Week 9: Fredston - Travel Writing with Personality
Having finished Rowing to Latitude, I realize that one of the reasons I really enjoyed this book was Fredston's ability to constantly situate her travels in the scheme of things. Never conveying an attitude that her rowing made up her life, Fredston refreshingly reminds her reader that the dangers she encounters in her travels should certainly be respected, as the goal of travel should not supercede the traveler's life. Rowing to Latitude is easily my favorite travel writing book.
Particularly towards the end of the book, Fredston begins to really situate her adventures within her life, which is narrated in a way that makes it seem much more well-rounded and full in comparison to the other travel writers. Perhaps this has something to do with the time period in which Fredston writes, since she writes within a genre that perhaps has had the time to evolve and change since Chatwin, Bird, and Thesiger were writing. In the other three, earlier writers, we get much less narrative which gives the reader an idea of the narrator/traveler removed from his/her travels. I would venture to guess that many people might, if asked to, describe the previous three authors as simply, "travelers," or "travel writers," whereas where Fredston is concerned titles like avalanche specialist, wife, and daughter also come to mind quite quickly. In establishing herself as a travel writer, but also so many different things, Fredston's novel seems to have a more full-bodied character to it, and she accordingly creates a story and characters that readers can grasp as being more than one dimensional.
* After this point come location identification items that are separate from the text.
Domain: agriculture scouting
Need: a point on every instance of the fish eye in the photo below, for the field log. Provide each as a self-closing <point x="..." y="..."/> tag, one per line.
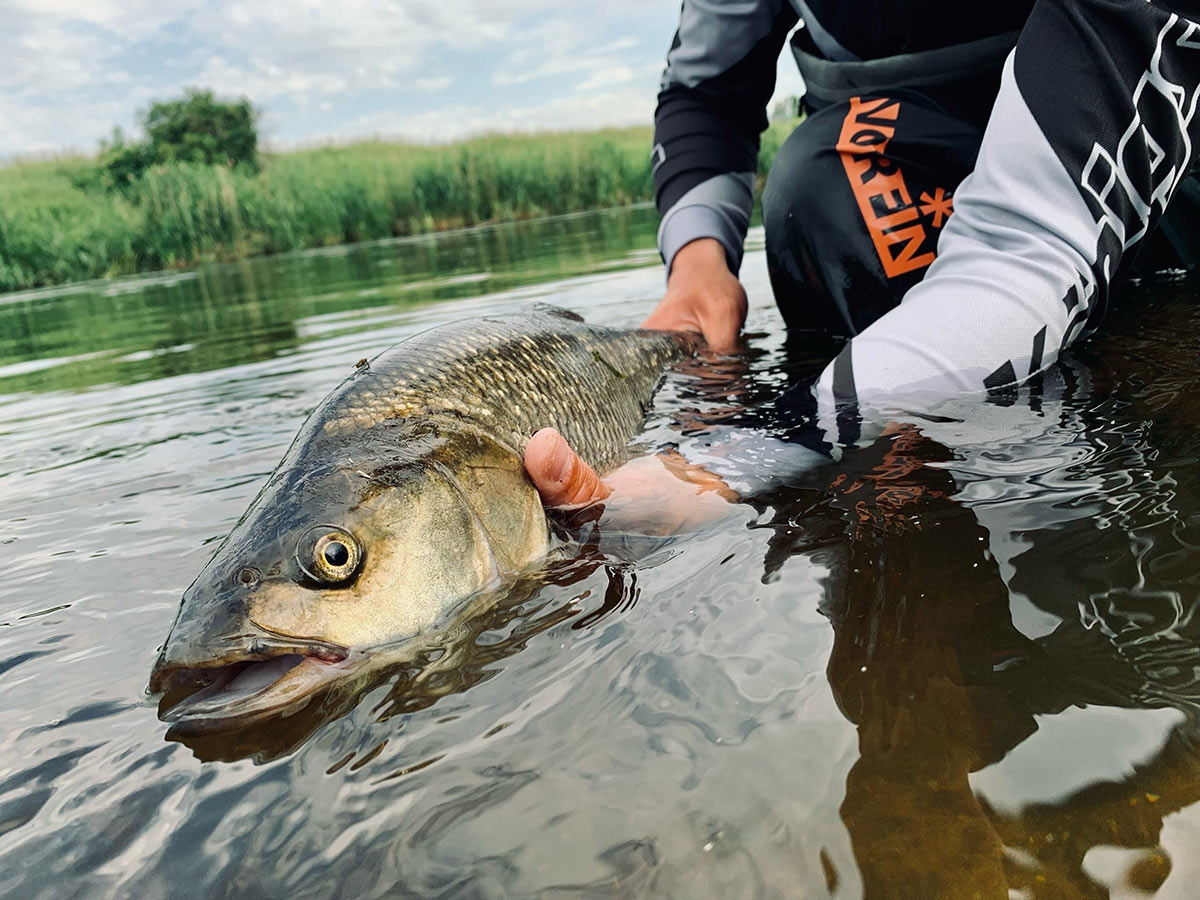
<point x="329" y="555"/>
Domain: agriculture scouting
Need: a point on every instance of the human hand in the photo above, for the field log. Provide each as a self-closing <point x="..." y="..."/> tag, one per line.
<point x="702" y="295"/>
<point x="652" y="495"/>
Fredston's tendency to foreground more relationships than just the author's with nature also includes a touching, though often quiet relationship with her travel partner and husband, Doug Fesler. It is interesting to compare Fredston's relationship with nature and her husband, since they are remarkably similar. The quiet respect and trust that Fredston has with her husband is mirrored in her relationship with the wilderness she crosses with him. Taking cues from nature and from her husband alike, trusting that the signals they both give are reliable indicators of proper courses of action, we can see the author's relationship with both simultaneously developing in the interaction with each, both individually and collectively.
Rowing to Latitude succeeds in providing a reader with a wilderness that many people, if they had the chance to experience it first hand, might not even take away from it the insightful point of view that Fredston provides. We can internalize both her respect and fear, and appreciate the wonder and beauty she observes from the comfort of our homes , and save ourselves the muscle aches and the risks that Fredston and her husband seem to endure daily. For the first time I feel like I have a better understanding of a place described in a work of travel writing, a feeling that I attribute to the much more personal tone that Fredston's book takes on.